Quelle « identité taïwanaise » ?

Cheng défend un retour à un récit historique et national proche de celui qu’enseignant le pouvoir issu de la période autoritaire, avant que le DPP ne modifie et le récit national, et les programmes scolaires au profit d’un « reformatage identitaire vers un nationalisme uniquement taïwanais. »   En particulier, sur la question identitaire, Cheng insiste sur un récit de continuité culturelle et historique partagé au sein de la « nation chinoise », sino-taïwanaise, au-delà des clivages entre Taiwan et la Chine continentale.  Mais des faiblesses apparaissent sur ce terrain. Elle n’a, par exemple, pas abordé la question de la diversité des identités existantes à Taïwan (Taïwanais de longue date, populations d’origine continentale arrivées après 1945 et surtout 1949 ; jeunes générations à la fois plus « localistes » et globalisées.)

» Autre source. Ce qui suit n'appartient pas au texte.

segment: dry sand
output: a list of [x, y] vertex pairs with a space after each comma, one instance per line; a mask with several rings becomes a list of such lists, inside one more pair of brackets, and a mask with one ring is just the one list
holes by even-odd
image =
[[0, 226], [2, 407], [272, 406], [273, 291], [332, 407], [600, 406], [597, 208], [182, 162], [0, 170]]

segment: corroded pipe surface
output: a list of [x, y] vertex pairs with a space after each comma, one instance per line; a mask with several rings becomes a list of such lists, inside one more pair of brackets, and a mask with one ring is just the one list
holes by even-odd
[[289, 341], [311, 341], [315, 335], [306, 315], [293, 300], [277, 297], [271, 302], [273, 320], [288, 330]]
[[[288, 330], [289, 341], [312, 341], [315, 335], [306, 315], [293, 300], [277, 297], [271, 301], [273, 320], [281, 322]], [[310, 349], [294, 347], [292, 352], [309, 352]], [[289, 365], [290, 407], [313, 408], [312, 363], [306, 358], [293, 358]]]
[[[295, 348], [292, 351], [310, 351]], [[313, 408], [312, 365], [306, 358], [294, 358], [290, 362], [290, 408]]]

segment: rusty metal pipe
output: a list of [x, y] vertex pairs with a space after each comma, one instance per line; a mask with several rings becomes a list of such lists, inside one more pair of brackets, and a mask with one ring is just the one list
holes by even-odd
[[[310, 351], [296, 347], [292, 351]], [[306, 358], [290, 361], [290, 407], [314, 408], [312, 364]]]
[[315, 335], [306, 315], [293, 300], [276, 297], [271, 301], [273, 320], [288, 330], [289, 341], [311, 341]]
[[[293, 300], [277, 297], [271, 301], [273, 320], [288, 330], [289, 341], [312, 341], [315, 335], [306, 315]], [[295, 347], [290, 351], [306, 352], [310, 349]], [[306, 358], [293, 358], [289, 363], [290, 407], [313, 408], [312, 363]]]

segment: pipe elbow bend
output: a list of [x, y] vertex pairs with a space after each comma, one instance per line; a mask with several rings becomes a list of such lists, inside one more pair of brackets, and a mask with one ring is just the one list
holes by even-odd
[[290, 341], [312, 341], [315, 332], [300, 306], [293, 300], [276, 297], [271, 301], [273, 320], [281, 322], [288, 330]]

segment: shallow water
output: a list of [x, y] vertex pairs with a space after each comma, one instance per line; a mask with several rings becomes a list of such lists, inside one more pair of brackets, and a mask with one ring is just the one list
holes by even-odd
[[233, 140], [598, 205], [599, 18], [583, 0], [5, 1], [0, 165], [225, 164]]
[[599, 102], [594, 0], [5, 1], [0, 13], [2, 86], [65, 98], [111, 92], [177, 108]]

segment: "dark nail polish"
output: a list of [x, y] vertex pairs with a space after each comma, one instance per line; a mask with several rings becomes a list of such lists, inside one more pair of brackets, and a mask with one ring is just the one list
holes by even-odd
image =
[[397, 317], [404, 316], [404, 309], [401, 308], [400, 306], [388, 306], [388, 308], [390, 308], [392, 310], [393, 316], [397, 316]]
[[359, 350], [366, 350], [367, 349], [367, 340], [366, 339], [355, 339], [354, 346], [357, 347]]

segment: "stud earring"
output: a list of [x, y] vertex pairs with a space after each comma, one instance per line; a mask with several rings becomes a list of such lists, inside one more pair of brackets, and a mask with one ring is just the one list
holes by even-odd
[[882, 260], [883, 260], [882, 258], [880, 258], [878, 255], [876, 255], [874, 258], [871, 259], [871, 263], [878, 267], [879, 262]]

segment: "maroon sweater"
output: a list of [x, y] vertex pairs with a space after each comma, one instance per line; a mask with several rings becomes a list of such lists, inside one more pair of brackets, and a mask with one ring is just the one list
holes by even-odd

Un incident récent a également suscité la polémique. Le 8 novembre 2025, Cheng a participé à une cérémonie de commémoration des victimes de la Terreur Blanche (« Autumn Memorial Ceremony for Victims of the White Terror », organisé par un groupe plutôt pro-Pékin ), la période de forte répression politique à Taïwan entre 1949 et la suspension de la loi martiale en 1992. Mais le problème est que l’événement a honoré, en même temps que de « vraies victimes », d’anciens espions du régime communiste qui avaient été exécutés pour trahison au début des années 1950, et ont ainsi été présentés comme des « martyrs. » D’où des réactions indignées et chez les opposants « vrais victimes » de la Terreur blanche, et au sein même du KMT, parti unique à l’époque de la Terreur Blanche. Cheng a dû se justifier, et dit avoir voulu « honorer toutes les victimes de la répression ». Elle n’a pas vraiment convaincu.

Cheng a-t-elle réagi aux déclarations de Sanae Takaichi sur Taïwan ?

On sait que la Première ministre japonaise Sanae Takaichi a prononcé début novembre devant sa Diète un discours ferme contre Pékin, déclarant qu’une attaque chinoise contre l’île de Taïwan pourrait constituer « une menace pour la survie du Japon », justifiant dès lors une possible intervention militaire. Pékin s’est déchainé contre Takaichi. Le président Lai et son gouvernement DPP se sont logiquement réjouis de ce discours de fermeté inattendu de la part de la diplomatie nipponne.

Le parti bleu a, en revanche, critiqué l’attitude du gouvernement DPP, accusé « d’exploiter la situation diplomatique pour attiser les tensions. »  Cheng a reproché au chef de l’État (et à son parti) d’aggraver les tensions « mettant en danger la paix » dans le détroit. Pas de critique de Tokyo donc, mais du gouvernement de Taipei, ce qui équivaut à essayer de préserver un équilibre prudent entre Pékin et Tokyo. Ou comment ménager la chèvre et le chou…



Cheng Li-wun dans deux caricatures parues dans le Taipei Times et critiquant et son positionnement pro-Pékin, et le soutien de Pékin à son élection.